Seymour Hersh est une légende vivante du journalisme d’investigation. On ne compte plus les révélations qu’il a faites après des mois d’enquête. Quand il était à Associated Press, le Chicagolais avait découvert que les Etats-Unis étaient en train de constituer un vaste stock d’armes chimiques et biologiques en pleine guerre du Vietnam. Comme le rappelle le Washington Post, il avait décrit les horreurs commises par l’armée américaine dans le village vietnamien de My Lai. Il avait mis en lumière les efforts de déstabilisation menés par l’administration de Richard Nixon en 1973 pour renverser le président chilien Salvador Allende ou encore le programme nucléaire secret israélien. En 2004, le journaliste publia dans le New Yorker la terrible histoire de la torture dans la prison américaine d’Abou Ghraib en Irak.
Ses faits et gestes sont des actes considérés comme presque héroïques dans la profession. Aujourd’hui toutefois, Seymour Hersh vient de publier dans la London Review of Books un article démontant la version officielle du raid d’Abbottabad au Pakistan pour capturer, puis tuer Oussama ben Laden, à l’époque chef d’Al-Qaida. Selon lui, Ben Laden ne vivait pas dans le secret dans sa maison d’Abbottabad. Il était prisonnier des renseignements pakistanais qui le détenait pour en retirer de l’argent avec l’appui de l’Arabie saoudite. Les renseignements américains ont-ils permis de mettre la main sur le chef d’Al-Qaida, se demande le Washington Post. Non, répond Seymour Hersh. Ils ont obtenu les renseignements des Pakistanais qui ont pu toucher une partie des 25 millions de récompense prévue pour ceux qui fourniraient des renseignements décisifs. Seymour Hersh conteste même le fait que Ben Laden a été jeté à la mer après des funérailles sur un navire américain. Il a, poursuit-il, été largué d’un hélicoptère au moment où celui-ci quittait le Pakistan.
Dans un langage à la limite de la vulgarité, Seymour Hersh est sûr de son coup. Mais cette fois, ses confrères doutent de la qualité de son travail. Peu vraisemblable et pas vraiment sourcé. Un travail qui confine à la théorie du complot. Le journaliste vedette y voit de la jalousie.
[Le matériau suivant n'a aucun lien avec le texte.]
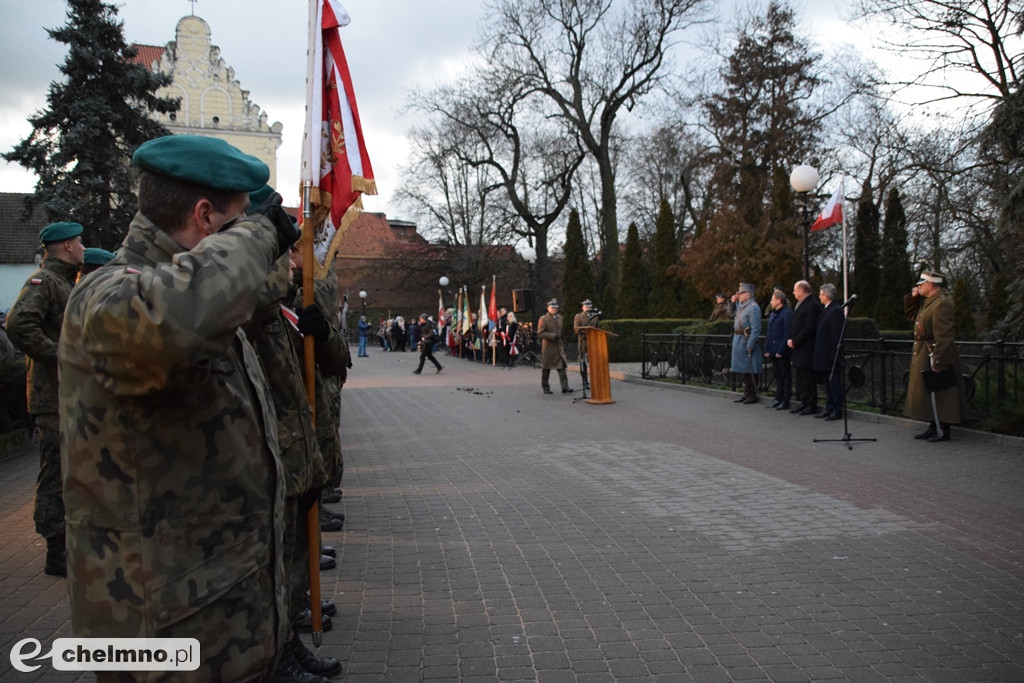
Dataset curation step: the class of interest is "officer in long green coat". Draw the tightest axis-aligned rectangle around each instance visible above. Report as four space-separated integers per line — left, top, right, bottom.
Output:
903 270 967 442
7 222 85 577
58 135 298 682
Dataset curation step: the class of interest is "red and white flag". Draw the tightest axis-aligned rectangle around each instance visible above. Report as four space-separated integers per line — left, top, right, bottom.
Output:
302 0 377 268
811 183 843 232
487 275 498 325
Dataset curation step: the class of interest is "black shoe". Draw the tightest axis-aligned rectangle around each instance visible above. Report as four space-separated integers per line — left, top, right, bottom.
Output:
270 643 330 683
288 634 341 678
295 609 334 633
321 517 345 531
913 424 935 440
43 550 68 577
321 508 345 522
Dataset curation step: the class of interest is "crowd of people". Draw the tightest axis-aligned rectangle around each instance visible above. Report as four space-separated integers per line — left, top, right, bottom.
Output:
6 135 966 683
711 278 967 442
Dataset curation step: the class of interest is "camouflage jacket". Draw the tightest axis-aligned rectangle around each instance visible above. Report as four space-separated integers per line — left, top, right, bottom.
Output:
246 257 326 497
7 258 79 415
58 214 287 680
294 271 351 485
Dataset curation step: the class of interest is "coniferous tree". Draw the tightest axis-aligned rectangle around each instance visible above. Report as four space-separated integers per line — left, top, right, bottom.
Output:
874 187 914 330
650 198 680 317
562 209 597 338
985 270 1010 331
618 223 650 318
952 278 978 341
851 180 880 315
3 0 178 249
683 1 822 298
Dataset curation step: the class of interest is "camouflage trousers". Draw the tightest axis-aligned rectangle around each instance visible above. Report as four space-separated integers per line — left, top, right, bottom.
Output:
32 415 65 539
90 568 282 683
282 496 319 624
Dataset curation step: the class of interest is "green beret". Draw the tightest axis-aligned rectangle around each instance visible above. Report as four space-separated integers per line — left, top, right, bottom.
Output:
131 135 270 193
249 185 274 208
85 247 114 265
39 221 85 245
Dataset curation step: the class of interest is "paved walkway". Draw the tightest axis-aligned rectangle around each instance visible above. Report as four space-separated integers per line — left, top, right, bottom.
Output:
0 350 1024 683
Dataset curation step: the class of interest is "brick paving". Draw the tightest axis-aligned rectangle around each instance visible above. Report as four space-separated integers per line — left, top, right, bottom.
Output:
0 349 1024 683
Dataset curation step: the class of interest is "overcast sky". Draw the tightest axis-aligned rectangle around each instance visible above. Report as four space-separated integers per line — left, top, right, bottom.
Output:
0 0 864 218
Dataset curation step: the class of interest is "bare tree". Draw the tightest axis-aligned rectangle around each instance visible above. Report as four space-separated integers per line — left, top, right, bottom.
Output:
481 0 709 299
860 0 1024 117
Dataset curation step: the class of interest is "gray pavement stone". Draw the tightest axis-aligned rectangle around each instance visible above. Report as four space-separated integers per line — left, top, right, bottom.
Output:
0 350 1024 683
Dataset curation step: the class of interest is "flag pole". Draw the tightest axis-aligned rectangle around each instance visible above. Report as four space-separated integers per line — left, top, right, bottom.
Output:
299 0 324 647
839 176 850 315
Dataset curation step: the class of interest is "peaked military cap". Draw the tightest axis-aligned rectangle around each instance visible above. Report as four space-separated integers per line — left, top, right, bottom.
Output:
131 135 270 193
918 270 946 285
39 220 85 245
85 247 114 265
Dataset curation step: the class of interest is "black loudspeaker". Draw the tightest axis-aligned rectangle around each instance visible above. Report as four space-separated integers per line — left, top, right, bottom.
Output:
512 290 534 313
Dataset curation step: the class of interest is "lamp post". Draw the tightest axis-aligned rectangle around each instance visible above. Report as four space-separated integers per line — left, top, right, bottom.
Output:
790 164 818 282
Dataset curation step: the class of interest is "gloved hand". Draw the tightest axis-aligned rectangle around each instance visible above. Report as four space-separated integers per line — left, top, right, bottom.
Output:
252 193 299 258
295 304 331 342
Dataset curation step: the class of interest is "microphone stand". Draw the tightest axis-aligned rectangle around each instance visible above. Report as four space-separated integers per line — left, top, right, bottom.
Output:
814 294 879 451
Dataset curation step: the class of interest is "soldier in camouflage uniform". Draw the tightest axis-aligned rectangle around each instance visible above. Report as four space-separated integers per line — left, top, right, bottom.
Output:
7 222 85 577
293 242 352 531
58 135 298 683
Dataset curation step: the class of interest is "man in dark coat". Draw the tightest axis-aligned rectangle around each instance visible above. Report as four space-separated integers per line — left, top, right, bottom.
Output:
787 280 821 415
765 289 793 411
814 283 846 420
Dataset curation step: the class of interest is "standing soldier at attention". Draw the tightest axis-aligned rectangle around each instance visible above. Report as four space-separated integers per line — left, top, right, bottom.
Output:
58 135 298 682
903 270 967 443
7 222 85 577
537 299 572 393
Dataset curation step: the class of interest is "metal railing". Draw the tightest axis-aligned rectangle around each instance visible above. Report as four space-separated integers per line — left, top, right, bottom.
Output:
640 333 1024 420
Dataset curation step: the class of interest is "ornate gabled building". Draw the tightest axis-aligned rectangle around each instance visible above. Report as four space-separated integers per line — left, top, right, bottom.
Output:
133 15 282 186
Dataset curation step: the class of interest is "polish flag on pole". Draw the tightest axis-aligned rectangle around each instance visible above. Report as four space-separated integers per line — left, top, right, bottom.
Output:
811 183 843 232
302 0 377 276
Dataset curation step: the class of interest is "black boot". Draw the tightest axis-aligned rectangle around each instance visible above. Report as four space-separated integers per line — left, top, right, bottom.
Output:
43 533 68 577
928 422 949 443
913 422 935 441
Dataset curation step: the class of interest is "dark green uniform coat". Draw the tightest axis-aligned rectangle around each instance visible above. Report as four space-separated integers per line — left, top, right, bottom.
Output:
903 290 967 424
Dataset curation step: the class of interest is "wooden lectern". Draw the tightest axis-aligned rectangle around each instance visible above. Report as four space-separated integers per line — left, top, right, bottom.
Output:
580 326 618 405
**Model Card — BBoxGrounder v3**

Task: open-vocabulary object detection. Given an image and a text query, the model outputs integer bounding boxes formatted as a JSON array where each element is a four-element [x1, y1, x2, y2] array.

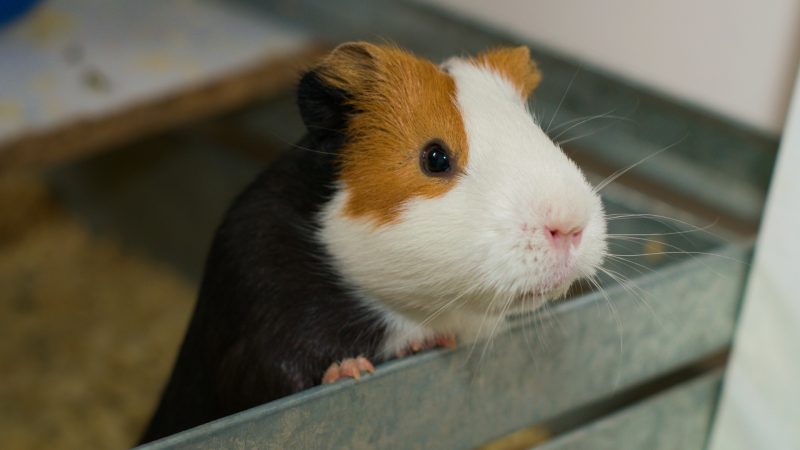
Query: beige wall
[[422, 0, 800, 134]]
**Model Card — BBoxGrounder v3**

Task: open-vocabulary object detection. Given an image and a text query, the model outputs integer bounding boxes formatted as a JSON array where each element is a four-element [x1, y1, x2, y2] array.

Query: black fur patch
[[297, 70, 355, 148], [142, 134, 385, 442]]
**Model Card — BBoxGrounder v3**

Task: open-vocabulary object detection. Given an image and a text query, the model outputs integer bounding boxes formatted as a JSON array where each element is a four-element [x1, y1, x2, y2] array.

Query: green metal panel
[[237, 0, 777, 225], [535, 371, 722, 450], [139, 236, 750, 449]]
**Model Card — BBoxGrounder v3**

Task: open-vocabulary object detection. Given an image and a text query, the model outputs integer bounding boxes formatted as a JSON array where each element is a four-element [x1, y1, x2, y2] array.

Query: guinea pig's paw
[[395, 334, 456, 358], [322, 356, 375, 384]]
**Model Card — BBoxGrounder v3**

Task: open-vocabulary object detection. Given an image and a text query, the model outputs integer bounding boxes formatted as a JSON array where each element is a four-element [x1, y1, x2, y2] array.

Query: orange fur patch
[[317, 43, 468, 224], [473, 46, 542, 99]]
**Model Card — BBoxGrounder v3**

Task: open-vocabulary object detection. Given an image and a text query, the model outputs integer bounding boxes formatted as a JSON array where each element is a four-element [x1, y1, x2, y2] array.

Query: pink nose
[[544, 226, 583, 252]]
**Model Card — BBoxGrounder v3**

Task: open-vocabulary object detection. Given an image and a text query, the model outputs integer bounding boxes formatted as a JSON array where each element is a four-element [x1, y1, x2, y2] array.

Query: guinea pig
[[143, 42, 606, 442]]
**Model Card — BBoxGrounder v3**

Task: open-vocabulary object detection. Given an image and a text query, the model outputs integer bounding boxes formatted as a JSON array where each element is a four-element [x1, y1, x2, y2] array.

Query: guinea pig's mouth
[[510, 280, 573, 309]]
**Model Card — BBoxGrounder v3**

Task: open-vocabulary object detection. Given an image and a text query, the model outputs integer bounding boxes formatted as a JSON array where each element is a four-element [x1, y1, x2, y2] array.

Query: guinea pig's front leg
[[395, 334, 456, 358], [322, 356, 375, 384]]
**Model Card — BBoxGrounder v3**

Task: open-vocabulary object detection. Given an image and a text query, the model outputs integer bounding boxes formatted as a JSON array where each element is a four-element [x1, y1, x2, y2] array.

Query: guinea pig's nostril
[[544, 226, 583, 251]]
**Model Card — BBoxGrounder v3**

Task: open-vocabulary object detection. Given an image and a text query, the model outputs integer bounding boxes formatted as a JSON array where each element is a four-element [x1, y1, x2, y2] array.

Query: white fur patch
[[319, 59, 606, 352]]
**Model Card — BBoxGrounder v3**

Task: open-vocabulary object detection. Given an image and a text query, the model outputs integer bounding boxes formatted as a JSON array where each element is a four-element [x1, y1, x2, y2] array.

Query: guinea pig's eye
[[419, 140, 451, 177]]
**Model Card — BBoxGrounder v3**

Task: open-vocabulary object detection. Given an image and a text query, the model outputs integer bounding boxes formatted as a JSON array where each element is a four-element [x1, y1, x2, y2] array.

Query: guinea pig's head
[[299, 43, 606, 334]]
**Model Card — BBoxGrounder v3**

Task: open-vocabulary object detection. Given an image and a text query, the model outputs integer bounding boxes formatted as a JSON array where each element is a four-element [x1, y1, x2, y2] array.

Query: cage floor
[[0, 173, 195, 449]]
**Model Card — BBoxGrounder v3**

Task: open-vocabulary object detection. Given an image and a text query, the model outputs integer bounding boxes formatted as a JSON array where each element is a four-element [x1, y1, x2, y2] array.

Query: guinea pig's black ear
[[475, 45, 542, 98], [297, 42, 379, 144]]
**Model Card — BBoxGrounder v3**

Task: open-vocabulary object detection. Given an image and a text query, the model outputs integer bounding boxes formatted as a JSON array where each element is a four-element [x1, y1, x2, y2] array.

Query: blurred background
[[0, 0, 800, 448]]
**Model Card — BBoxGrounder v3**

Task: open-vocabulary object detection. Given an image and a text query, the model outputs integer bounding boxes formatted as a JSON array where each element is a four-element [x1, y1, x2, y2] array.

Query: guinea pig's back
[[142, 141, 384, 442]]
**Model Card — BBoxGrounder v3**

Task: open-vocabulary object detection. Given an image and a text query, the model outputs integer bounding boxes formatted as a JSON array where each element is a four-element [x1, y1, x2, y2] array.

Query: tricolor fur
[[143, 43, 605, 442], [319, 43, 605, 354]]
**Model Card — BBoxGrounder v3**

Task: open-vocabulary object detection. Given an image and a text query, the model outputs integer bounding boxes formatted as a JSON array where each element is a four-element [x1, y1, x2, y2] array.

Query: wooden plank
[[238, 0, 777, 227], [534, 371, 722, 450], [0, 0, 321, 169], [139, 245, 750, 449]]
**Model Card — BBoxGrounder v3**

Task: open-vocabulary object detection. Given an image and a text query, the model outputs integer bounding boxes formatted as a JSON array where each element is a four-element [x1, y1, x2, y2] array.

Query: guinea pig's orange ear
[[475, 45, 542, 98], [297, 42, 380, 144]]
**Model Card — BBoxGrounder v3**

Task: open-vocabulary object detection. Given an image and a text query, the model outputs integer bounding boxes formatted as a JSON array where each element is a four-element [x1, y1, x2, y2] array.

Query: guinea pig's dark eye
[[419, 141, 451, 177]]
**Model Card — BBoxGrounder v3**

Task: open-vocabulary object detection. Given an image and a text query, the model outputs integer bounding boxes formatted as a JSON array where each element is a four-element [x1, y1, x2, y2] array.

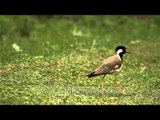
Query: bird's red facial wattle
[[125, 50, 130, 53]]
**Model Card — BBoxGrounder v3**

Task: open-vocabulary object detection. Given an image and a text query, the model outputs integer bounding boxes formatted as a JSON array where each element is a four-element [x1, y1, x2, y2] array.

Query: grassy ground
[[0, 16, 160, 105]]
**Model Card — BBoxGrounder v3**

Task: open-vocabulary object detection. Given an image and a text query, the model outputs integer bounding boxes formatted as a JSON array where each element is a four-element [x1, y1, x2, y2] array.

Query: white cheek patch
[[117, 49, 123, 54]]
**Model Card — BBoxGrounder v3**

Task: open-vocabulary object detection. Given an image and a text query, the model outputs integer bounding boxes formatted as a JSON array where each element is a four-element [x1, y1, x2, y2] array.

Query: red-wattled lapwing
[[87, 46, 129, 95]]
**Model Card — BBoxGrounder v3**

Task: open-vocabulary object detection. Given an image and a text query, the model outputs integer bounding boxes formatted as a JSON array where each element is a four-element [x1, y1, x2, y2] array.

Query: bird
[[87, 46, 130, 95]]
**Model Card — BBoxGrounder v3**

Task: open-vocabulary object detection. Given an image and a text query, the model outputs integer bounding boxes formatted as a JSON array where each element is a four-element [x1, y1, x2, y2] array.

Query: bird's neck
[[117, 53, 123, 60]]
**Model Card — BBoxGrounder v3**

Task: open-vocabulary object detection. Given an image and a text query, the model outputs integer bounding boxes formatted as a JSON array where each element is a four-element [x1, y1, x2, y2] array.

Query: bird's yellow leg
[[101, 74, 106, 96]]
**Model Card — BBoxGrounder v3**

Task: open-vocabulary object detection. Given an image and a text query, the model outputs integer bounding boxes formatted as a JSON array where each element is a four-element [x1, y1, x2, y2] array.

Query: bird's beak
[[126, 50, 130, 53]]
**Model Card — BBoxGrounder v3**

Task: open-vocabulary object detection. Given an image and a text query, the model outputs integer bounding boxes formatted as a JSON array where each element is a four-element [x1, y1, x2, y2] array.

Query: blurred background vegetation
[[0, 15, 160, 104]]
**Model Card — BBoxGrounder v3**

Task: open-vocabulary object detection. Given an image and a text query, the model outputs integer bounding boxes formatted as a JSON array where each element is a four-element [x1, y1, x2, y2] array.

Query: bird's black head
[[115, 46, 129, 54]]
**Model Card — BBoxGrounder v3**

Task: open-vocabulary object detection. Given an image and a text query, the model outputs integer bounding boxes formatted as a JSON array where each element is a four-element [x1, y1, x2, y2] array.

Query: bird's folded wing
[[94, 56, 122, 75]]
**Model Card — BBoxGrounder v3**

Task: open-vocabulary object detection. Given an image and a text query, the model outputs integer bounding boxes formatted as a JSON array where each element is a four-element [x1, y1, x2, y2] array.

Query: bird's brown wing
[[94, 55, 122, 76]]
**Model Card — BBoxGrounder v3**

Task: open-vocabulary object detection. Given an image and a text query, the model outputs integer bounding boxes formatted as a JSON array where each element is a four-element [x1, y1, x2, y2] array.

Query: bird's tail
[[87, 72, 95, 78]]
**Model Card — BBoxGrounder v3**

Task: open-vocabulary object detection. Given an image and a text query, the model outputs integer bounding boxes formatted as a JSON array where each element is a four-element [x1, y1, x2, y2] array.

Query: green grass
[[0, 16, 160, 105]]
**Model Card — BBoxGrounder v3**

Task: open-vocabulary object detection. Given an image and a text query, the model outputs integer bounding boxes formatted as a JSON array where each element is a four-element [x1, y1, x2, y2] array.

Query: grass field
[[0, 15, 160, 105]]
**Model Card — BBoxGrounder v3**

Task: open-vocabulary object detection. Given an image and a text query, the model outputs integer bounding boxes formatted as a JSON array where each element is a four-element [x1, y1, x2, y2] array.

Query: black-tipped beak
[[126, 50, 130, 53]]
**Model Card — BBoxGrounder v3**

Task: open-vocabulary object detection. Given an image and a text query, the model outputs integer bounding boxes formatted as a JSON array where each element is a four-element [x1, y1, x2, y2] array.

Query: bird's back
[[88, 55, 122, 77]]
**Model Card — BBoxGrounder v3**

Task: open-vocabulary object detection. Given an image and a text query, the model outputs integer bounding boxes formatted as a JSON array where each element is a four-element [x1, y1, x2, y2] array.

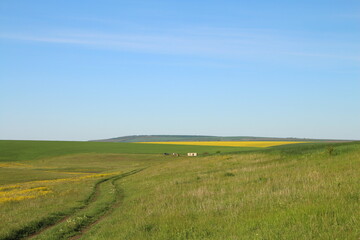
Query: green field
[[0, 141, 360, 240]]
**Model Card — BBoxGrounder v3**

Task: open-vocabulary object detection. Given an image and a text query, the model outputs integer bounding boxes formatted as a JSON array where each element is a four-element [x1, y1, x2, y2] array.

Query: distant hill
[[92, 135, 345, 142]]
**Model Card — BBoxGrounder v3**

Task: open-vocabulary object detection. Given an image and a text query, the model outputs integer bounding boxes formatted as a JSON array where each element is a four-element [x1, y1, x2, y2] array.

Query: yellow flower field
[[139, 141, 304, 147], [0, 171, 122, 203]]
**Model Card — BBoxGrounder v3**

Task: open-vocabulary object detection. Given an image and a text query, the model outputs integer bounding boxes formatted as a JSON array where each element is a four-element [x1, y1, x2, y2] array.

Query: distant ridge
[[92, 135, 346, 142]]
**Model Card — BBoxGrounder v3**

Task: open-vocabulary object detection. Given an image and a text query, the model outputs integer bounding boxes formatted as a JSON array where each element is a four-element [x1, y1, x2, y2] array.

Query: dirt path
[[21, 169, 144, 239]]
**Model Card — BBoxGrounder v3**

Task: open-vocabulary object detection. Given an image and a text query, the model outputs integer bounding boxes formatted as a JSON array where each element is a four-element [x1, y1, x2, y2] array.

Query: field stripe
[[26, 169, 143, 240], [0, 168, 144, 240]]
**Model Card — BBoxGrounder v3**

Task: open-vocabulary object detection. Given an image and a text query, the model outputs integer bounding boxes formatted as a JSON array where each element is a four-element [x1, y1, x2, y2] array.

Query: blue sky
[[0, 0, 360, 140]]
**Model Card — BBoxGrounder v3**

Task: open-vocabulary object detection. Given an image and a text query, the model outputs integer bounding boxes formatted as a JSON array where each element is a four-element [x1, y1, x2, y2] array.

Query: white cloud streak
[[0, 28, 360, 61]]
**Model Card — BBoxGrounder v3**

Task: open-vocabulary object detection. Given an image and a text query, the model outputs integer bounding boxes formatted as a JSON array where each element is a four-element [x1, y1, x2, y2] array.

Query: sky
[[0, 0, 360, 140]]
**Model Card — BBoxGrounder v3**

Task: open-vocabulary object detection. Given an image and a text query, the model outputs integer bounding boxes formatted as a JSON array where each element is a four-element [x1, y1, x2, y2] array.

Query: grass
[[139, 141, 308, 147], [0, 141, 360, 240], [0, 140, 255, 162]]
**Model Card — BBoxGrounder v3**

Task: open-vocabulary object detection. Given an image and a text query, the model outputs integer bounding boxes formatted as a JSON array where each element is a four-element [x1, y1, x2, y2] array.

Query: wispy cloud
[[0, 28, 360, 60]]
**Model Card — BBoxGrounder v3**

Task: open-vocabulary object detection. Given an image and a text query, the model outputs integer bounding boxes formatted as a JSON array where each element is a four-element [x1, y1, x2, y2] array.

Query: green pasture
[[0, 141, 360, 240], [0, 140, 260, 161]]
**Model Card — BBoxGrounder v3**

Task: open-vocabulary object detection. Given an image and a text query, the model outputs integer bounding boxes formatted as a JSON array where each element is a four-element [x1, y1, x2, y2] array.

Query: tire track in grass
[[26, 169, 143, 240], [70, 173, 128, 240], [0, 178, 109, 240]]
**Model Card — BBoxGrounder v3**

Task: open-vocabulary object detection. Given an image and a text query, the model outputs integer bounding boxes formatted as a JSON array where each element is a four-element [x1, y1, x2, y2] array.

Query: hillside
[[0, 141, 360, 240], [92, 135, 345, 142]]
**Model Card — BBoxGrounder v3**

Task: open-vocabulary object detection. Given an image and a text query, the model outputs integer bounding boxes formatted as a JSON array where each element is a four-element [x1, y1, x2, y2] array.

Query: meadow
[[0, 141, 360, 240]]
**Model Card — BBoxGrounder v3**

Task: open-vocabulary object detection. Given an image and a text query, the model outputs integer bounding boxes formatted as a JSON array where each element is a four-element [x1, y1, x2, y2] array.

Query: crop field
[[136, 141, 306, 147], [0, 141, 360, 240]]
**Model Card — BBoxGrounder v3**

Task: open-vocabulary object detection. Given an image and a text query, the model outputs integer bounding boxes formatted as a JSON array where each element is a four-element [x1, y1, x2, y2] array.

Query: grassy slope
[[83, 143, 360, 240], [95, 135, 334, 142], [0, 141, 360, 239], [0, 140, 254, 161]]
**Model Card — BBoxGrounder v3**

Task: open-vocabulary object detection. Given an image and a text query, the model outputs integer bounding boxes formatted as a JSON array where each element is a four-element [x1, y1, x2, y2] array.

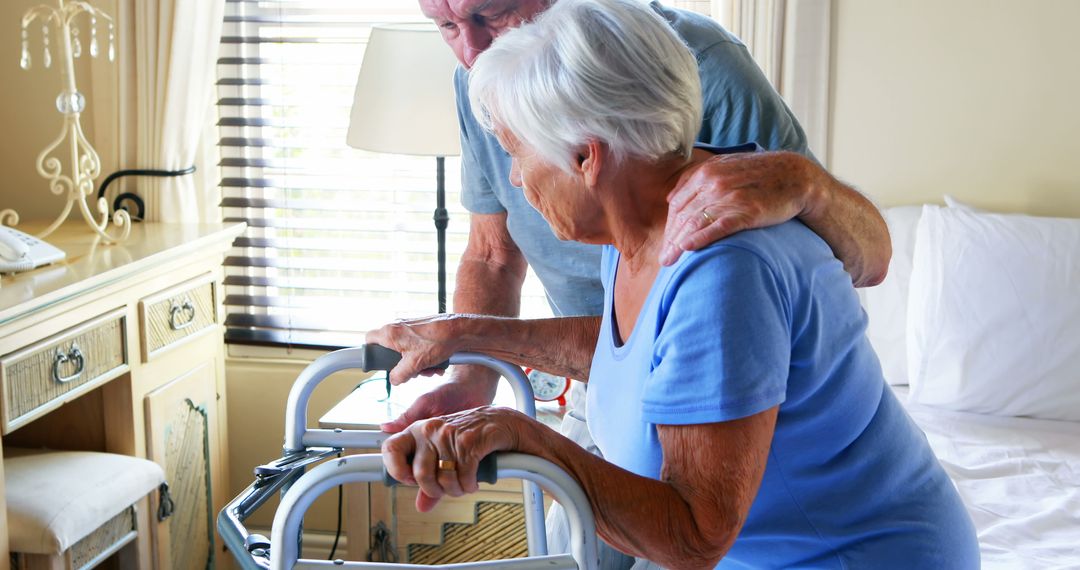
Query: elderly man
[[383, 0, 891, 561]]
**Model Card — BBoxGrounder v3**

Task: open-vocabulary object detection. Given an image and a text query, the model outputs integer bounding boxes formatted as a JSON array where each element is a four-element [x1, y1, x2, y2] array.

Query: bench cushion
[[3, 448, 165, 554]]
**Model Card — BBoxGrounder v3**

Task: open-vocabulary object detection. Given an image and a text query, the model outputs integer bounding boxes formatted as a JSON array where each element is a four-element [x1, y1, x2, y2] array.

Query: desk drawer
[[0, 309, 127, 434], [138, 273, 217, 362]]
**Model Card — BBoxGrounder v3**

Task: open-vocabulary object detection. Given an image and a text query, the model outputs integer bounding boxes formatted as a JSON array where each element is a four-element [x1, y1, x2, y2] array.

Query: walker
[[217, 344, 598, 570]]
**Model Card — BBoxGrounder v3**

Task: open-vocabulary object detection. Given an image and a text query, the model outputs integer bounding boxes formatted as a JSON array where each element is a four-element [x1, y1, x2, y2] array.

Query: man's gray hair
[[469, 0, 702, 172]]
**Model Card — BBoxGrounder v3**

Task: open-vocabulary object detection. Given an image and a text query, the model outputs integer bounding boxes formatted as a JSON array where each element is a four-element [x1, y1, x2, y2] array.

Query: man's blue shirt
[[454, 2, 809, 316]]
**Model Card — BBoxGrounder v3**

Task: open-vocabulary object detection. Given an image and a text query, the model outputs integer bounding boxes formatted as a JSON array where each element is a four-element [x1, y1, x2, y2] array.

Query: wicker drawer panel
[[139, 275, 217, 361], [0, 310, 127, 433]]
Il se montre inutilement critique envers Andrea Mitchell, la journaliste de NBC en ne mentionnant pas son nom, mais en la décrivant comme la compagne d’un ex-président de la Réserve fédérale (Alan Greenspan). Les instances officielles, la Maison-Blanche, le Pentagone ou encore l’Agence nationale de sécurité dénoncent des affabulations.
Si ce n’était pas Seymour Hersh, 78 ans, explique le Washington Post, personne ne prêterait attention à l’article du journaliste. Un essai similaire avait été écrit par la blogeuse R.J Hillhouse qui accuse d’ailleurs Hersh de plagiat. Mais comme le souligne le journaliste vedette du WP, Bob Woodward, il ne faut “jamais sous-estimer Seymour Hersh”. Ce dernier a d’ailleurs récemment obtenu le soutien d’une journaliste du New York Times, Carlotta Gall qui a passé de nombreuses années au Pakistan et en Afghanistan. De sources haut placées dans les Renseignements pakistanais, explique-t-elle, les Pakistanais cachaient et protégeaient Ben Laden. De plus, un officier de l’armée pakistanaise a, selon ses sources, dit à la CIA où la figure tutélaire d’Al-Qaida se trouvait.
Pour se défendre, Seymour Hersh mentionne le scandale de la NSA révélé par le lanceur d’alerte Edward Snowden. Personne, dit-il, n’aurait imaginé un tel degré de surveillance perpétrée par l’Etat. Un article sur la Syrie de Seymour Hersh a néanmoins été refusé par le New Yorker et le Washington Post qui le trouvaient insuffisamment solide.